Folkestone Herald 31-7-1965

Local News

A young woman asked Folkestone Magistrates on Tuesday “Stop this man molesting me everywhere I go. He is making my life a misery”.

She told him that he had threatened to kill her. That was one evening when she had been out with friends. Miss Sheila Leggett, of Bridge Street, Folkestone, said he had called her over to him, and then started to call her all the dirty things he could. “He started bashing me”, she went on. “He grabbed me by the coat and swung me round. This is not the first time it has happened. It has been going on for a long time now. My friends stood and watched to see what would happen”. Miss Leggett had brought a private prosecution for common assault against 22-year-old Eamonn McShane, of Pavilion Road, Folkestone.

He pleaded Not Guilty, and finally the Magistrates bound over both Miss Leggett and McShane to keep the peace in the sum of £5 each for 12 months.

Cross-examined by Mr. T. Hulme, junior, defending, Miss Leggett agreed there were several people round the stalls in The Stade when McShane assaulted her.

“Are you really telling us that all these people were about and stood and did nothing while he grabbed you?” asked Mr. Hulme.

Miss Leggett: Only my cousin. She told him to keep his hands off me.

She said that on previous occasions McShane had “busted her nose in” at her home, and last year outside the Beach Hotel he had made as if to hit her. She had defended herself that time by punching him on the face. She had also punched the girl with him when the girl was funny with her. Miss Leggett said she had danced with McShane at a dance last Wednesday. That was after he had tried to throttle her and she had laid the complaint against him. “The only reason I danced with him was to stop trouble”, she said. “No matter what boy I talk to he comes up starting trouble”.

Mr. Hulme: Were you not, in fact, trying to persuade him to plead Guilty today?

Miss Leggett: No. Since it all came out he has been nearly on his knees to make me stop the case.

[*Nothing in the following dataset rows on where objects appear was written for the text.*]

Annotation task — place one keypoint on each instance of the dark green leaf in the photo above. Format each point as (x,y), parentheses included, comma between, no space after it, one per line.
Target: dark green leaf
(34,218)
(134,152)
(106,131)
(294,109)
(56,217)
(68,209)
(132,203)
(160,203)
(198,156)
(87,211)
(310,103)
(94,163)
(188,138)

McShane told the Court that he had met Miss Leggett and had taken her and her friend into the Royal George and stood them a drink. Miss Leggett had then left him and joined her friends there. They left without him. Later he went into the Jubilee Inn where he saw Miss Leggett and her friends. “They laughed at me and took the Mickey out of me”, he said. Outside he took her by the lapels of her jacket and pushed her, saying “Stay with your friends”.

Mr. Hulme told the Court: I was going to say this was a storm in a tea cup, but I do not think anyone had been drinking tea that evening. The truth is these people had been out on a pub crawl and Miss Leggett abandoned McShane for her friends.

Binding over Miss Leggett and McShane, Mrs. D. Buttery, deputy Chairman, told them to keep out of each other`s way. “If you come up against each other in that time you will forfeit the sum of £5”, she said.